Des médecins s’alarment du développement en France d’une méthode de "communication facilitée" (CF) qui assure aider des personnes privées de parole à s’exprimer et une information judiciaire vient d’être ouverte en Bretagne.
Le parquet de Saint-Brieuc (Côtes d’Armor) a ouvert le 13 septembre une information judiciaire contre X pour escroquerie au préjudice de personnes particulièrement vulnérables et exercice illégal de la médecine, après la dénonciation par des médecins de l’utilisation de la CF dans le foyer pour handicapés Ker Spi à Plérin, a-t-on appris de source judiciaire.

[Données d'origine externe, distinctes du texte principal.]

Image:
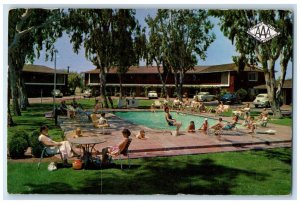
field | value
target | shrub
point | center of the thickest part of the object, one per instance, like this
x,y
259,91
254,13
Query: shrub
x,y
242,93
36,147
17,147
22,134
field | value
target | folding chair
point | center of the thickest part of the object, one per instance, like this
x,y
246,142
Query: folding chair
x,y
124,152
45,153
83,116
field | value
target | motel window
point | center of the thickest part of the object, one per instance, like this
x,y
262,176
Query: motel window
x,y
94,78
224,78
252,76
60,79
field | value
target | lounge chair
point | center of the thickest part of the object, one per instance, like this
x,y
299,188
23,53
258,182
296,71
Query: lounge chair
x,y
48,153
157,104
124,152
122,103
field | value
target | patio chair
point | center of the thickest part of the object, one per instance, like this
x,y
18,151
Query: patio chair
x,y
82,115
157,104
48,153
122,103
125,153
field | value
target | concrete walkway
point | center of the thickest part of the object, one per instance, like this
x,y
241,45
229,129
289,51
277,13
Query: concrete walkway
x,y
162,143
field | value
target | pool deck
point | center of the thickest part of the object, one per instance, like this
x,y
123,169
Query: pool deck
x,y
162,143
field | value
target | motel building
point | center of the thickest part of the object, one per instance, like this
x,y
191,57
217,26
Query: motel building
x,y
39,80
138,80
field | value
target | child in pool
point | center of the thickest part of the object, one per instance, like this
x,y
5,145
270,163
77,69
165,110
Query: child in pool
x,y
191,127
141,135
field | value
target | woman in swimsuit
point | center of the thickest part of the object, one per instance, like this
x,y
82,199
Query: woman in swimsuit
x,y
171,121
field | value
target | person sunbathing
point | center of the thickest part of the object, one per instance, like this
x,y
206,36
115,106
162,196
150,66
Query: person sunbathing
x,y
78,133
251,125
116,149
102,121
204,126
191,127
220,108
217,127
171,121
231,125
141,135
54,147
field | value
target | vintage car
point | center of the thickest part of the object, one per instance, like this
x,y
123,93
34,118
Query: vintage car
x,y
152,94
261,100
205,96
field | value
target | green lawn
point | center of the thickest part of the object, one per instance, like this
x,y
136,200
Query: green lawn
x,y
266,172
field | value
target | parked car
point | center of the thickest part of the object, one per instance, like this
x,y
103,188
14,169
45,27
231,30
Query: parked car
x,y
205,96
57,93
87,93
261,100
230,98
152,94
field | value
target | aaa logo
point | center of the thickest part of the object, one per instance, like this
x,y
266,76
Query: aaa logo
x,y
263,32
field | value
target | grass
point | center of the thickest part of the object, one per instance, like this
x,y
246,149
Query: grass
x,y
266,172
287,121
32,119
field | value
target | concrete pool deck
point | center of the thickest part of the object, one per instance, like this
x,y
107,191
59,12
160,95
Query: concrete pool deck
x,y
162,143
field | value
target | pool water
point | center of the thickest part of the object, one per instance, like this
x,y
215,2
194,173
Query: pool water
x,y
156,120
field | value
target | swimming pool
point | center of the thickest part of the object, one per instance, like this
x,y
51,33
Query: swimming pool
x,y
157,119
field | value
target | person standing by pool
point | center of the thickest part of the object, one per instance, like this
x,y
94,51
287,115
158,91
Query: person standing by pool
x,y
204,126
171,121
191,127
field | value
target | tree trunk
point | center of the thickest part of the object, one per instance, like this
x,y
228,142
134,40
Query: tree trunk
x,y
10,121
23,94
102,77
121,87
271,85
163,82
13,89
23,99
181,80
176,83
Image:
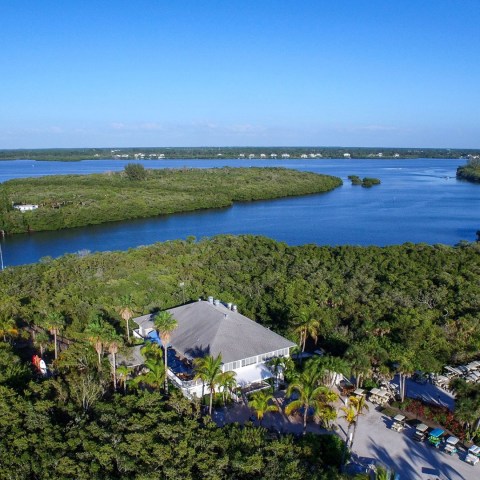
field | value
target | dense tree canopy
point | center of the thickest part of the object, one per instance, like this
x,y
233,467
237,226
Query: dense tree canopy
x,y
408,307
66,201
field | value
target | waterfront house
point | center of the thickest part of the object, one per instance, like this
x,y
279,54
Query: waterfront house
x,y
214,328
26,208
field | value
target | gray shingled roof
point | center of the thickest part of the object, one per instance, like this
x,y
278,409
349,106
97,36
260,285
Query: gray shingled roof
x,y
207,329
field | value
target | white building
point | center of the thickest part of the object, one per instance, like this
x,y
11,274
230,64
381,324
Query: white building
x,y
26,208
213,328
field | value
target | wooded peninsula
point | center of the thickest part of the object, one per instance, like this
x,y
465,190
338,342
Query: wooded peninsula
x,y
470,171
377,311
67,201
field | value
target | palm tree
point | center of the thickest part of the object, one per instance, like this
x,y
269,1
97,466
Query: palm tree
x,y
209,369
9,309
349,414
261,404
8,327
123,372
98,333
310,395
165,323
405,369
359,406
226,382
306,326
42,340
113,342
276,365
329,367
55,322
126,312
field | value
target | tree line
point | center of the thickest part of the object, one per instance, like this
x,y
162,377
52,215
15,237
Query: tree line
x,y
375,311
67,201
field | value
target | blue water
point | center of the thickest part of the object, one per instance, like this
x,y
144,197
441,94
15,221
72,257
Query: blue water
x,y
418,201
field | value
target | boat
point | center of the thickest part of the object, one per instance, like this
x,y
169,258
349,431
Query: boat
x,y
421,431
435,437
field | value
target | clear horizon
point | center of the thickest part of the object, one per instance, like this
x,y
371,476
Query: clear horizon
x,y
263,74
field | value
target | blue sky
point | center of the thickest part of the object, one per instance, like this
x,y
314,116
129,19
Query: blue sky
x,y
254,72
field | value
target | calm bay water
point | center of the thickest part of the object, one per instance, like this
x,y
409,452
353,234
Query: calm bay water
x,y
418,201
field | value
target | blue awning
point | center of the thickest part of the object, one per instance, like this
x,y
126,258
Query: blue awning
x,y
153,337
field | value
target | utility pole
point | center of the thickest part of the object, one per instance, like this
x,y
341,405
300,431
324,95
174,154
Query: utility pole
x,y
182,286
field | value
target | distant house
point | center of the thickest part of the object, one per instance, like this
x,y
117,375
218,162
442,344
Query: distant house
x,y
26,208
213,328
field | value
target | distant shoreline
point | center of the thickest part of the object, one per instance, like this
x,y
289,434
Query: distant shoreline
x,y
58,202
240,153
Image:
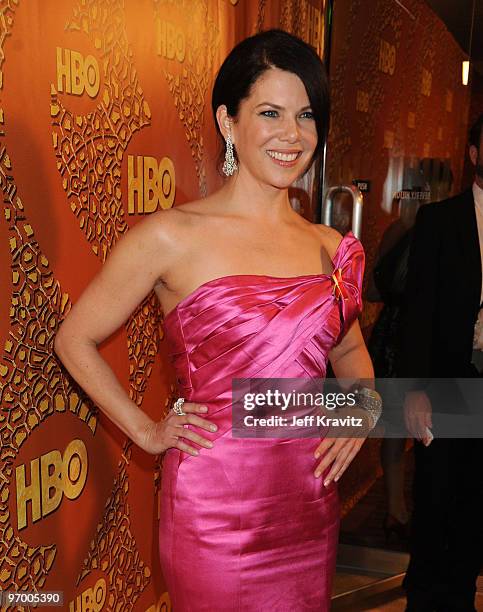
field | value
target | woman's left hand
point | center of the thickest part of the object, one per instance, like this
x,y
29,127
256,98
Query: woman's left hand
x,y
337,452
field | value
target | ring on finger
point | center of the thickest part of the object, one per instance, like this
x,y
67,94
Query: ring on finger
x,y
178,406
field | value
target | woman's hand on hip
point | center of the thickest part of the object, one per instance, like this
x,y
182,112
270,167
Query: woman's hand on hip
x,y
171,432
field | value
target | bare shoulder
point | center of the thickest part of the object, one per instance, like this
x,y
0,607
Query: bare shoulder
x,y
330,238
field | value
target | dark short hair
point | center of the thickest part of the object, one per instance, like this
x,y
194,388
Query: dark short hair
x,y
253,56
475,132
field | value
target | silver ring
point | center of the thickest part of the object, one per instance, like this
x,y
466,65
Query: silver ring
x,y
178,406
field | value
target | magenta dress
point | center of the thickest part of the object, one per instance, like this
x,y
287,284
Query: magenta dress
x,y
245,525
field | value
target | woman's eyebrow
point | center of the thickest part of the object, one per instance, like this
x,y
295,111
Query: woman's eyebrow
x,y
279,107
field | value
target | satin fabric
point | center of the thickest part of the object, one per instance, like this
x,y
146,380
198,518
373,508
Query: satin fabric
x,y
245,525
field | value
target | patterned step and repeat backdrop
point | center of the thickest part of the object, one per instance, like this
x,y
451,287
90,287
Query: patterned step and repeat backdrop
x,y
104,118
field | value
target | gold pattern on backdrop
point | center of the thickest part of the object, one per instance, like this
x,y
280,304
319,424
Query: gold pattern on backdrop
x,y
89,151
194,48
32,386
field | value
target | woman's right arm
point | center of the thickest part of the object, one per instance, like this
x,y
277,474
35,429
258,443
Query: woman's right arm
x,y
134,266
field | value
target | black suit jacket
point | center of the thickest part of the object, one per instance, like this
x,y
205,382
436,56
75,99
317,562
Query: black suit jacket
x,y
443,289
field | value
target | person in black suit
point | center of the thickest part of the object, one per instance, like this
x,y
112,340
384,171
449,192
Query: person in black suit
x,y
440,339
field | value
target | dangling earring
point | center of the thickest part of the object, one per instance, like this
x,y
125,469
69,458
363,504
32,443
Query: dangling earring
x,y
230,166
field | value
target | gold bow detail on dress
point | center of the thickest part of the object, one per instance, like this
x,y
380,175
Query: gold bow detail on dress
x,y
339,289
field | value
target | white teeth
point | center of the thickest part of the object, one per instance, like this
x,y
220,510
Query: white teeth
x,y
283,156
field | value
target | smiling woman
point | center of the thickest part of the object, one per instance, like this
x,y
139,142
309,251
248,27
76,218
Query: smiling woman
x,y
250,289
270,69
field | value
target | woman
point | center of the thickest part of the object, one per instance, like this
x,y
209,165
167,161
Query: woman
x,y
248,289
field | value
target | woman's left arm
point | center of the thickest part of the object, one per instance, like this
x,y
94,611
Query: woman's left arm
x,y
349,360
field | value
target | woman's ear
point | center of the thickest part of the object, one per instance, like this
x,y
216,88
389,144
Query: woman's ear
x,y
224,121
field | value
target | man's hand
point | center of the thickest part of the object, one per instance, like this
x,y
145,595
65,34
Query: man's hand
x,y
418,416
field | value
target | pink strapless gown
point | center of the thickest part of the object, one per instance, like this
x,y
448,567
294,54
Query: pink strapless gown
x,y
245,525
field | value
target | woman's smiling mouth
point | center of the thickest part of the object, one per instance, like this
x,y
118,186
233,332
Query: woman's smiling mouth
x,y
284,158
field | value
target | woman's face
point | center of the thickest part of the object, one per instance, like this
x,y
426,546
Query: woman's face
x,y
275,133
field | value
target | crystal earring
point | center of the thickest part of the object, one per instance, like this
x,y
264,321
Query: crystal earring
x,y
230,166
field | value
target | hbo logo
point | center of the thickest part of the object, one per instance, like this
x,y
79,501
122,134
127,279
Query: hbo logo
x,y
151,184
76,74
51,476
90,600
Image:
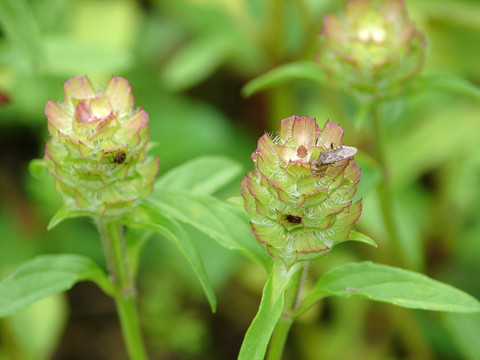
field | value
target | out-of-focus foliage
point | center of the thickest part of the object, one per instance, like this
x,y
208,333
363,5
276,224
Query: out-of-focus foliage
x,y
187,62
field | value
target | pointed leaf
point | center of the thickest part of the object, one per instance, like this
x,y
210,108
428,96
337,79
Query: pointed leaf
x,y
393,285
149,217
203,175
258,335
48,275
308,70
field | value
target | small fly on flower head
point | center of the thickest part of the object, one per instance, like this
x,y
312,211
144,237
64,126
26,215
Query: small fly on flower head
x,y
119,158
337,154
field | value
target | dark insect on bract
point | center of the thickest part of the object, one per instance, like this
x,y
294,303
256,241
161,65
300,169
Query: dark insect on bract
x,y
120,158
294,219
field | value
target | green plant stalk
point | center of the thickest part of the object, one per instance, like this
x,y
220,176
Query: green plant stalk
x,y
292,301
386,192
417,345
112,237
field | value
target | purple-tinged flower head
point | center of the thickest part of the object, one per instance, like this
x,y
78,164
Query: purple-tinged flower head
x,y
300,204
373,50
97,150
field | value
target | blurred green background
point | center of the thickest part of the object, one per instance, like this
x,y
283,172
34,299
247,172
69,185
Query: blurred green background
x,y
187,61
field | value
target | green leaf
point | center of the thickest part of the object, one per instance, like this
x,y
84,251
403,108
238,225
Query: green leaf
x,y
258,335
358,236
65,213
196,61
395,286
308,70
17,20
48,275
203,175
223,222
152,218
445,82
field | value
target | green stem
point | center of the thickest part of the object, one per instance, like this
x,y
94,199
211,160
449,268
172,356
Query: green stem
x,y
292,301
114,243
386,192
396,254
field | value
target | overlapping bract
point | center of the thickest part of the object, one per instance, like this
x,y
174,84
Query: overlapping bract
x,y
373,50
97,150
300,209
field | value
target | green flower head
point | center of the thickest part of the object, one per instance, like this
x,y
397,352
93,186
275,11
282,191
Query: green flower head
x,y
373,50
97,150
299,194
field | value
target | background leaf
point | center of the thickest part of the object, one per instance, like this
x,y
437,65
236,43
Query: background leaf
x,y
17,20
395,286
150,217
308,70
446,83
223,222
203,175
48,275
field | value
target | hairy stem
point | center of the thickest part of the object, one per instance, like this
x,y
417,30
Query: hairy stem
x,y
114,243
386,192
292,301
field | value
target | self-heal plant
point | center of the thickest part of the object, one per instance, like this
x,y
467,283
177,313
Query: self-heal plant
x,y
300,205
97,151
373,50
97,156
299,199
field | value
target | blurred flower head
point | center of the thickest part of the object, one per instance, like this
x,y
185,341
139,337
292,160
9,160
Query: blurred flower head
x,y
97,150
373,50
301,205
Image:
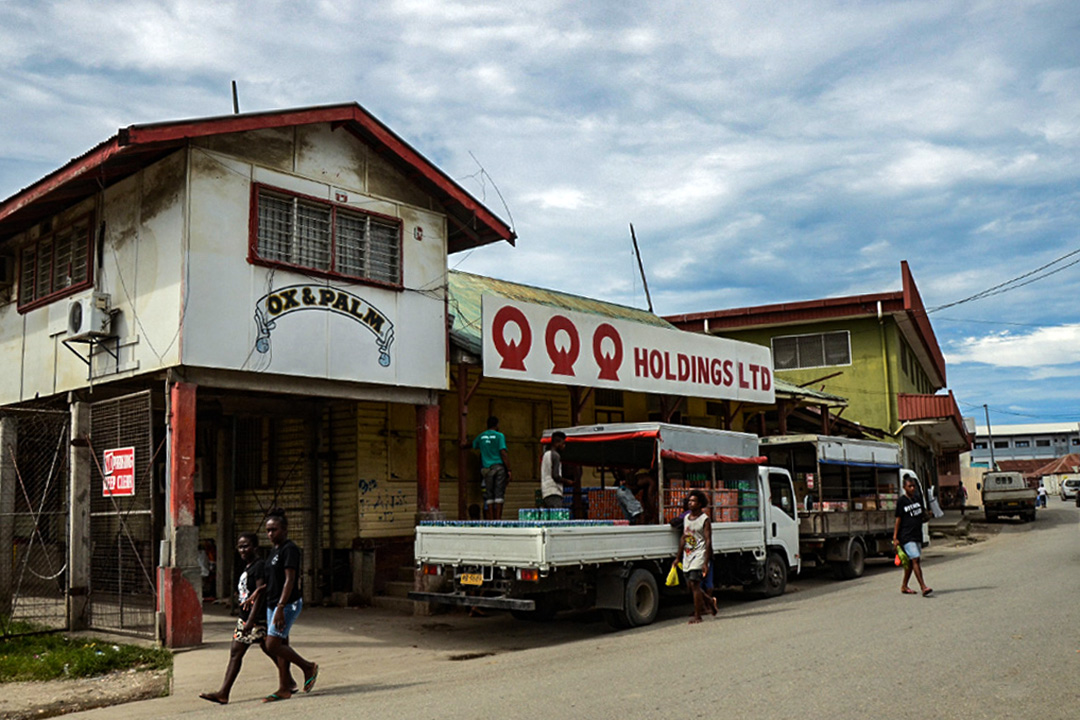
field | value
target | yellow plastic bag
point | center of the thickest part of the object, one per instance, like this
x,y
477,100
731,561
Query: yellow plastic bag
x,y
672,576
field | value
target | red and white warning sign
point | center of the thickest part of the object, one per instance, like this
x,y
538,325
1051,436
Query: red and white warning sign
x,y
119,473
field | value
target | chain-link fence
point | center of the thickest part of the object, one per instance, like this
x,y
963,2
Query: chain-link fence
x,y
34,519
122,520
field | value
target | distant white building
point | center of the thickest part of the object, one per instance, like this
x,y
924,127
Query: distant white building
x,y
1025,442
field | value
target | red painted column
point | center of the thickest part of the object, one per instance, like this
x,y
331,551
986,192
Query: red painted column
x,y
180,598
427,458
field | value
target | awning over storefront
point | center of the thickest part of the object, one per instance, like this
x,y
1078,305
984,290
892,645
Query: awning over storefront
x,y
939,417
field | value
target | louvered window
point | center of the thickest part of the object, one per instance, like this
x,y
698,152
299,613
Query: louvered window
x,y
55,266
819,350
327,239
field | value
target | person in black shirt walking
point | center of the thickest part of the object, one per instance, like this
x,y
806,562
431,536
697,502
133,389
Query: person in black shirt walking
x,y
252,624
907,533
284,603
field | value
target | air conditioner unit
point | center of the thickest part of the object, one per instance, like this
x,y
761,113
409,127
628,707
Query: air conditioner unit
x,y
89,317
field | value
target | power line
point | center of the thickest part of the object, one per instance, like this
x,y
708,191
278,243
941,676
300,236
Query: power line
x,y
1013,284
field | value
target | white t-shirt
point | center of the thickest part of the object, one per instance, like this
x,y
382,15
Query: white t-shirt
x,y
551,467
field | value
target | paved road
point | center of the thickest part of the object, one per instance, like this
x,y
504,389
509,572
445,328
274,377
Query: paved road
x,y
1000,638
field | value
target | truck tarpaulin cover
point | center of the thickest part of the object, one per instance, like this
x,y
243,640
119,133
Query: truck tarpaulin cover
x,y
638,435
692,458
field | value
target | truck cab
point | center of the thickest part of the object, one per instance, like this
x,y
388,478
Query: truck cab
x,y
1007,493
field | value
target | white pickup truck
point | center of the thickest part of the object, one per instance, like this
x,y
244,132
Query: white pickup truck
x,y
847,492
535,569
1006,493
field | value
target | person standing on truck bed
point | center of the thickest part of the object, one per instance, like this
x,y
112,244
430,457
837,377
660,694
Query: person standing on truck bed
x,y
494,469
907,533
696,552
551,472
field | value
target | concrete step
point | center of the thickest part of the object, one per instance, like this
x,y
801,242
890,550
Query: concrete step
x,y
399,588
403,606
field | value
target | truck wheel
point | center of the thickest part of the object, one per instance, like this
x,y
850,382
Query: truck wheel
x,y
854,565
642,599
775,579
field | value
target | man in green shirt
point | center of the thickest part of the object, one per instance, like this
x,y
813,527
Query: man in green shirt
x,y
495,467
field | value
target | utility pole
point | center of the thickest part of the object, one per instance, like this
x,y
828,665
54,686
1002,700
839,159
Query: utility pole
x,y
640,267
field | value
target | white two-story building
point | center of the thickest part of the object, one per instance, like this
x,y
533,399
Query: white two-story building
x,y
219,316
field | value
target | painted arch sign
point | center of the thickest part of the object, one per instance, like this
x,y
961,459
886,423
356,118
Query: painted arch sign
x,y
539,343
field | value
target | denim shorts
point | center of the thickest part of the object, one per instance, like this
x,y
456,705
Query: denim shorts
x,y
494,479
914,549
292,612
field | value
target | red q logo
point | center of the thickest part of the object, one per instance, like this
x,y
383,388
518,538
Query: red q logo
x,y
562,360
513,354
609,364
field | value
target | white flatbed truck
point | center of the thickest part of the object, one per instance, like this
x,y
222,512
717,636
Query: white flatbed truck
x,y
847,491
536,571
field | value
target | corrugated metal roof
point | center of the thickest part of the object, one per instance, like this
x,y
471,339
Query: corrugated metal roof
x,y
1063,465
466,290
137,146
940,408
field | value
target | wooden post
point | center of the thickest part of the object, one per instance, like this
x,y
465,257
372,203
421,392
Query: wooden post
x,y
9,440
462,439
427,459
226,503
81,472
179,580
313,514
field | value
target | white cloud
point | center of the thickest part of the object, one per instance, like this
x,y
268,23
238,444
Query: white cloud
x,y
1044,347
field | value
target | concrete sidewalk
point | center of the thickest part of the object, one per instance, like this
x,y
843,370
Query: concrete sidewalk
x,y
358,650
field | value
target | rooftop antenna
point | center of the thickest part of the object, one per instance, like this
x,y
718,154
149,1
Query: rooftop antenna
x,y
640,267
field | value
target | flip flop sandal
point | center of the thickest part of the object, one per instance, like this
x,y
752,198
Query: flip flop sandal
x,y
309,684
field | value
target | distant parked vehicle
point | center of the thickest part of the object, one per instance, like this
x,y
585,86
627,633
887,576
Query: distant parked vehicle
x,y
1006,493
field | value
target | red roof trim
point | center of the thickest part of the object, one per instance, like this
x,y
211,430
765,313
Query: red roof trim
x,y
932,407
76,167
913,303
907,301
352,116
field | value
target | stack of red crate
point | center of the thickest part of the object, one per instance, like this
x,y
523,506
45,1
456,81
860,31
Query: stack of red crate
x,y
603,504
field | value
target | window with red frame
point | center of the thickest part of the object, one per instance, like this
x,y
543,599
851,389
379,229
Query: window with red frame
x,y
56,265
314,235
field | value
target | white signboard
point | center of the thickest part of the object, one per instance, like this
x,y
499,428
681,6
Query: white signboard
x,y
119,478
526,341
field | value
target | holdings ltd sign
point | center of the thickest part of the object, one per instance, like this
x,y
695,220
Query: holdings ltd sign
x,y
526,341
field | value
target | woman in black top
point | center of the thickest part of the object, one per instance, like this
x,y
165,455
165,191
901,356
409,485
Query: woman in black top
x,y
252,625
284,603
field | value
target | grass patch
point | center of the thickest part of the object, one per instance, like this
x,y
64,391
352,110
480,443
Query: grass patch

Le conseil national de l’Ordre des médecins a émis en février 2004 "les plus grandes réserves sur l’intérêt scientifique" de la CF. La Haute autorité de santé indique n’avoir procédé à aucune évaluation.
"Nous sommes très vigilants, tout ce qui n’est pas validé scientifiquement est susceptible de dérives", déclare le secrétaire général de la Miviludes (Mission interministérielle de vigilance et de lutte contre les dérives sectaires), Gilles Bottine.
Née en Australie dans les années 1980 et importée en France par une orthophoniste, Anne Marguerite Vexiau, la CF vise à permettre à des handicapés –autistes, trisomiques, polyhandicapés ou traumatisés crâniens– de s’exprimer sur un clavier avec l’aide d’un "facilitant" qui leur soutient la
main.
"Je travaille depuis 25 ans avec des enfants handicapés, je peux apporter des centaines de témoignages de parents pour qui la vie est transformée depuis qu’ils peuvent communiquer avec leurs enfants", déclare Mme Vexiau.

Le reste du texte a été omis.